Ali Jackson, a romantic coach based in New York, employs ChatGPT for certain tasks – but she is not an evangelist. In the past six months or so, she states “every one” of her clients has come her complaining about “chatfishing” or people who use AI to generate everything on their dating apps – all the way down to the DMs they send. I inquired Jackson if my strike against ChatGPT users was too strict. She said no, go forth and judge, though it might limit my dating pool – about 10% of the adult population now utilizes the tech.

“Ask yourself if your preference is truly supporting your future goals,” Jackson said. “In your case, I would assume that’s one of your principles, and it’s essential to find someone whose beliefs are aligned with yours.”

Additional People Expressing ChatGPT Concerns.

The aversion for AI applies beyond the romantic sphere. Ana Pereira, 26, resides in Brooklyn and works in sound for various live music venues across the city. She fantasizes about accessing her phone settings and deactivating AI features on all her apps, though tech platforms from Google to Spotify make it nearly impossible to opt out. Pereira believes that using ChatGPT “shows such a laziness”.

“It’s like you are unable to think for yourself, and you have to depend on an app for that,” she said.

Two of Pereira’s friends recently had a messy breakup. She sided with one of them after learning the other went to ChatGPT, a notoriously awful therapy alternative, not their partner, when they wanted to talk about their feelings. “It’s like they didn’t want to endure any difficult human feelings,” she said. “They just wanted to deal with something and continue, which is not how things work.”

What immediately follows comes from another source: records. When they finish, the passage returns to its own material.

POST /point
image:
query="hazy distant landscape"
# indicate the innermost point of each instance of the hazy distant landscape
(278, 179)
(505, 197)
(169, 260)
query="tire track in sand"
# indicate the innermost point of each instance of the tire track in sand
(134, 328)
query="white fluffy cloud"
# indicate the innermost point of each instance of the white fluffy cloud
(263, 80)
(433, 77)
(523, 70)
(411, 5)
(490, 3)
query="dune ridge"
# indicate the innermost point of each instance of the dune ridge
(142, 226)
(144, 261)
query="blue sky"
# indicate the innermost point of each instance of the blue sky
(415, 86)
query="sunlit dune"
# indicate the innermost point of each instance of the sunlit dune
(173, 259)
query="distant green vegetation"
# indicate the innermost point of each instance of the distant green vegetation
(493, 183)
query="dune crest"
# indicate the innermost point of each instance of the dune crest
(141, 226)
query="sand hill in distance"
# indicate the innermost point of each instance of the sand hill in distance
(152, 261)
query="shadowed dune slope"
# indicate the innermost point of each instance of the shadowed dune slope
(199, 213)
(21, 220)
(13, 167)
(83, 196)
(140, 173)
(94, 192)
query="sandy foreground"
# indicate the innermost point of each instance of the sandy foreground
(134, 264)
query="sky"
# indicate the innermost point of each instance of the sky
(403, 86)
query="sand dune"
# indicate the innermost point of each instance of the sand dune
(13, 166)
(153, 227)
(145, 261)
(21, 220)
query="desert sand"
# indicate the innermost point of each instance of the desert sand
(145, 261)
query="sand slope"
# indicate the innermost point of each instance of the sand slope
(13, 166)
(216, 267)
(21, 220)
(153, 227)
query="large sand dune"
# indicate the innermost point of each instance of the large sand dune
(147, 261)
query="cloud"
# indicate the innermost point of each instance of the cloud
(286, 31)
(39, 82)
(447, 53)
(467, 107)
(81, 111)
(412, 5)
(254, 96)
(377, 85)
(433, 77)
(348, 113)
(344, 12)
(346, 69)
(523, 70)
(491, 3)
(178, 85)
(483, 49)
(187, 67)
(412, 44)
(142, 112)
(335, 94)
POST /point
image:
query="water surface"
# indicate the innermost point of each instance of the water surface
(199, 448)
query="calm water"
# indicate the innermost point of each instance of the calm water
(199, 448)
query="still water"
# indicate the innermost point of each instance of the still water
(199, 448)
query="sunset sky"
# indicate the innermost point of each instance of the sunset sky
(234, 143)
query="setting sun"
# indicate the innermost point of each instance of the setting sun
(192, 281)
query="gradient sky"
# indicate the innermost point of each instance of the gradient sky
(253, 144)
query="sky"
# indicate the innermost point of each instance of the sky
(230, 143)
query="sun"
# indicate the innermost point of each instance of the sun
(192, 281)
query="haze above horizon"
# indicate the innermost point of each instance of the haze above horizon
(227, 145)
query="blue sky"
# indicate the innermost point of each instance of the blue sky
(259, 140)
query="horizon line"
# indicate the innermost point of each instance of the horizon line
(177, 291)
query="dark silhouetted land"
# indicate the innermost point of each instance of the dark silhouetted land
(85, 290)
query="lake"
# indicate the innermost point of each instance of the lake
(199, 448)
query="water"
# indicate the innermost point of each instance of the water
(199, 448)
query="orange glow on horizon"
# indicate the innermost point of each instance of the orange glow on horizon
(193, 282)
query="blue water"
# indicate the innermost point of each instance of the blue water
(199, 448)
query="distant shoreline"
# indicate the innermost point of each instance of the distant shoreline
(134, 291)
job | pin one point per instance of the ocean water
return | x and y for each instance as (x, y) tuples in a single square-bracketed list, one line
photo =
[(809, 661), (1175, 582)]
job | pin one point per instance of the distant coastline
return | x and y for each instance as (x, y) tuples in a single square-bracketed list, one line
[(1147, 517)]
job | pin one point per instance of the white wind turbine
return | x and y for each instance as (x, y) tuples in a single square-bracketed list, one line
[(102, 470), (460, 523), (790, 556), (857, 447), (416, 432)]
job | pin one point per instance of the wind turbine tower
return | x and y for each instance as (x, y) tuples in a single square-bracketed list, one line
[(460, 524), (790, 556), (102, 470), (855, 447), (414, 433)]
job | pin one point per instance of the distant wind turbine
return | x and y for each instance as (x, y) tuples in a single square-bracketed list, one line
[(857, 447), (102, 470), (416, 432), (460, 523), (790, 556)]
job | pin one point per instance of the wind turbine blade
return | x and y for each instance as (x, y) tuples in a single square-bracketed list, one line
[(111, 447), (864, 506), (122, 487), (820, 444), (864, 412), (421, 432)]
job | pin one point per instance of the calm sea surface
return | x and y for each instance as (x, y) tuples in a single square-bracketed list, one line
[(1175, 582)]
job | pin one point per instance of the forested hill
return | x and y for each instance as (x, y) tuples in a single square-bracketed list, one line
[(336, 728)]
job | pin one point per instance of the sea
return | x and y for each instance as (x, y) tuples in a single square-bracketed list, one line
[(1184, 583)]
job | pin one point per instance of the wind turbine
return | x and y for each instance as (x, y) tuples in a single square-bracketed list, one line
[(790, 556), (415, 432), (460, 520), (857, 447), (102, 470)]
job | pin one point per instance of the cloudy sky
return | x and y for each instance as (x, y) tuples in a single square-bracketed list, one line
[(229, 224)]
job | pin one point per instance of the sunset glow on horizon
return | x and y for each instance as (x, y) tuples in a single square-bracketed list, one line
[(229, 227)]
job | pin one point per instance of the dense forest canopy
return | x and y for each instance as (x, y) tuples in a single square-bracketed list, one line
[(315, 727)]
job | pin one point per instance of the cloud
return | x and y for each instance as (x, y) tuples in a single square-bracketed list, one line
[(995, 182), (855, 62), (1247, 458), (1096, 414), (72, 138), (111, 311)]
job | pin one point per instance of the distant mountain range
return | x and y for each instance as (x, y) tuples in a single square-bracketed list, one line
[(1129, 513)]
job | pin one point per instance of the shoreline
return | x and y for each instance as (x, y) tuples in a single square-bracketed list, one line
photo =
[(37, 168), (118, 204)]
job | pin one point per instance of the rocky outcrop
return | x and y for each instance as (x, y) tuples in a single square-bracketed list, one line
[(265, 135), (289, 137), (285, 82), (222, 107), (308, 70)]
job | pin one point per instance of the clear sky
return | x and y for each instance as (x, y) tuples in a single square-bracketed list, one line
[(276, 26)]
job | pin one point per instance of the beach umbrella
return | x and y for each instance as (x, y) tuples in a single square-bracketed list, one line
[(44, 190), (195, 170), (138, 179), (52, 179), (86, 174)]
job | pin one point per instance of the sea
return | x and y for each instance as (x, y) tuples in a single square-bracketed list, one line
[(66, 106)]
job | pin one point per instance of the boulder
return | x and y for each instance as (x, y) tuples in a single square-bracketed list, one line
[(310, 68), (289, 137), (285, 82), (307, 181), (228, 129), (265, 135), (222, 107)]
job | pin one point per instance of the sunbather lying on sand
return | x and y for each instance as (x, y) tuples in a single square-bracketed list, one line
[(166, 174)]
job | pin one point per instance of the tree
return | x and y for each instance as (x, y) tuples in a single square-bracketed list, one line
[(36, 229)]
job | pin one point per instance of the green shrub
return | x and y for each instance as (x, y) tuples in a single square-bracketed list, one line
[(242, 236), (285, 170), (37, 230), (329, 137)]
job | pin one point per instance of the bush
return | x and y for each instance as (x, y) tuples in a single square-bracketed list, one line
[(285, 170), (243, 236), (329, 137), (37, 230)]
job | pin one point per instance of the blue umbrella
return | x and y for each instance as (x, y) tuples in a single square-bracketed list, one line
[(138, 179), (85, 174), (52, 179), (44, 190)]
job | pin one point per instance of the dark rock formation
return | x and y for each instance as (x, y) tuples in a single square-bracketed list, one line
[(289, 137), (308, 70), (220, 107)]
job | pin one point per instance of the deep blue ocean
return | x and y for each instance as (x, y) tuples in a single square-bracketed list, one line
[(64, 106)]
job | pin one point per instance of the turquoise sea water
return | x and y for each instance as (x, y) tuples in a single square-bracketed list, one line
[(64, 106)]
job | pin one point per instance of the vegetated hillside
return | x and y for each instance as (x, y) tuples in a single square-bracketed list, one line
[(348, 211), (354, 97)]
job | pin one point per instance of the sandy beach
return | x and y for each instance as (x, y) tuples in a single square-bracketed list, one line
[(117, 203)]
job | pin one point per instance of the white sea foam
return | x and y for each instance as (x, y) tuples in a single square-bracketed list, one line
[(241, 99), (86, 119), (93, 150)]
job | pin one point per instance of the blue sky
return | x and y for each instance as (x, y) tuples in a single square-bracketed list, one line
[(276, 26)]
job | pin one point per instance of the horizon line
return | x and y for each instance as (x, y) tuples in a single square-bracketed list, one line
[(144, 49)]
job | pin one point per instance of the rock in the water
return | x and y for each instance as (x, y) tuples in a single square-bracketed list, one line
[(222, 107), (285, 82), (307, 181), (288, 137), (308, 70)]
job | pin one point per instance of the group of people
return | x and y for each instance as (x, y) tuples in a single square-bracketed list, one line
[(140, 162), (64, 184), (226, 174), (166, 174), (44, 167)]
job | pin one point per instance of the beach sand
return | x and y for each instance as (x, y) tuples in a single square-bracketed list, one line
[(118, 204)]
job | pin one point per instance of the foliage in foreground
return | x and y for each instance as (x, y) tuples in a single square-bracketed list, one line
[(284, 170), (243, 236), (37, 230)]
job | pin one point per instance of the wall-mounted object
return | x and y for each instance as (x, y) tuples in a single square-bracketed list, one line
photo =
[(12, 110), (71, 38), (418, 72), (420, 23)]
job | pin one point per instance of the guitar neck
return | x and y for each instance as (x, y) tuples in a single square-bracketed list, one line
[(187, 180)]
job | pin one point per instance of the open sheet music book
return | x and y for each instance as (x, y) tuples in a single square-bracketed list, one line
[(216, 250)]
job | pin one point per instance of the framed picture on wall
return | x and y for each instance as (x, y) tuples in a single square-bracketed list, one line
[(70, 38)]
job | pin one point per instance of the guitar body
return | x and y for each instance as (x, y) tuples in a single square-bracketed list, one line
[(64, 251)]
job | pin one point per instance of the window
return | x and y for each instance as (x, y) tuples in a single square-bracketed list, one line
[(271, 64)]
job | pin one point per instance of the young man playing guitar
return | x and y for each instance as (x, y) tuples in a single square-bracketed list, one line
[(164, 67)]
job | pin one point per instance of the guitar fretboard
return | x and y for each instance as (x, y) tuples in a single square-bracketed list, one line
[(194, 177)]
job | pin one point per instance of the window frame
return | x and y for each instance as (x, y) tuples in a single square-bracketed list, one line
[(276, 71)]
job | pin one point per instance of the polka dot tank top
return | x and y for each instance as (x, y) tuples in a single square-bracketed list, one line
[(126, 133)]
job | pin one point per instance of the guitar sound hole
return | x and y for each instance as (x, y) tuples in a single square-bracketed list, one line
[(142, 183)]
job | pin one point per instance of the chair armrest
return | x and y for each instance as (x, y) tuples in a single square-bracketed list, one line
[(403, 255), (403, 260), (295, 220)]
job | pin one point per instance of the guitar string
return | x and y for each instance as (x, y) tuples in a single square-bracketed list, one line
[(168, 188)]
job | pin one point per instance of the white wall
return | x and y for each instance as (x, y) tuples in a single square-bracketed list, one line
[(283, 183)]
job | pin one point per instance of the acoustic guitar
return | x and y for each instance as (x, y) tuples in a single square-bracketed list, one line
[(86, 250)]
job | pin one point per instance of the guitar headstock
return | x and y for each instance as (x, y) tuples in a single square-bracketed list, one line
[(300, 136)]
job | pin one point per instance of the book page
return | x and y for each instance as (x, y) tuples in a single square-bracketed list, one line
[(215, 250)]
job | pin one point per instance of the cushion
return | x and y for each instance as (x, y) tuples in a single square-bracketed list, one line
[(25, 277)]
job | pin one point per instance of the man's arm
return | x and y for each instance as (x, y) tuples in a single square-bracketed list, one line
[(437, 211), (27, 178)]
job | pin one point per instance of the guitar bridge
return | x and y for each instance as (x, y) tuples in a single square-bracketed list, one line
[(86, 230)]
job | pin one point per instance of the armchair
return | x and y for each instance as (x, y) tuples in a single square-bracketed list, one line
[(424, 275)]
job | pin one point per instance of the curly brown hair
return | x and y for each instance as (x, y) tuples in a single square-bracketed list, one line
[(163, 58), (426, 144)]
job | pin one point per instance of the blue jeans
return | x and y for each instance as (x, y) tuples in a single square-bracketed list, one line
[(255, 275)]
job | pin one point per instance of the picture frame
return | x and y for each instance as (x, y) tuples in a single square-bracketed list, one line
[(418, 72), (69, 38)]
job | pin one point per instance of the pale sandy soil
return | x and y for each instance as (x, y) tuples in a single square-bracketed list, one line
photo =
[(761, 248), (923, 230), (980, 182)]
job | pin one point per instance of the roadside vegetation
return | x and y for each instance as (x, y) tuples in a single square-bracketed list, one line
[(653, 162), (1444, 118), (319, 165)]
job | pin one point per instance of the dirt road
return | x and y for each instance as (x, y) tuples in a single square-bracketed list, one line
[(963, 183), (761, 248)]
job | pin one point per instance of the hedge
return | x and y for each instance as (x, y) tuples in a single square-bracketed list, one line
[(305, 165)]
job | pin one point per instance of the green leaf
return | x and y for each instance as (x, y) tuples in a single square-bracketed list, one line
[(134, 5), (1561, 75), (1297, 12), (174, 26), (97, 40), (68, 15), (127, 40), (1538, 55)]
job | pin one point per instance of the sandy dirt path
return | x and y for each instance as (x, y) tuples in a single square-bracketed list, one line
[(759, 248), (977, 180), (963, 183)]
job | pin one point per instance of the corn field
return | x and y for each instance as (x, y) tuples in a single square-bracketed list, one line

Suddenly I was unable to do it by myself. I was too dependent on AI to do the most basic things [at work].

Richard Barnes, who is 31 and is a marine biologist and restaurant server in Hawaii, is likewise skeptical. “I don’t know if I would think differently about someone who uses ChatGPT, but I would be like, ‘come on,’” he said. “You don’t need to rely on it to make a grocery list. Your life is likely not that hard. We can make the list together.”

Public Personalities and Silicon Valley Insiders Speaking Out.

Guillermo del Toro’s statement that he’d “rather die” over using AI garnered significant coverage. Similarly, SZA’s Instagram stories tirade against the tech warning about “environmental racism” and showing fear over users who are “codependent on a machine”. The same goes for when Simu Liu, Alison Roman, Céline Dion, Emily Blunt, and others make statements that are critical of AI in their respective industries. I believe these quotes spread widely for a cause: people agree with them.

Even, to an extent, the people who run the tech industry. Last month, Pinterest added a filter that lets users disable AI content. Meta lets users hide, but not entirely remove, comparable content on Instagram. Reports suggested that “cursor resistance” is on the rise, as some Silicon Valley professionals won’t use AI to write their code.

{Luciano Noijeen, a lead software engineer working in Greece and the Netherlands, told me that he eagerly used AI in the past to write or punch up his coding.|According to Luciano Noijeen, a {lead|

Juan Wilson
Juan Wilson

Lena is a passionate gamer and tech journalist with over a decade of experience covering the gaming industry and reviewing new releases.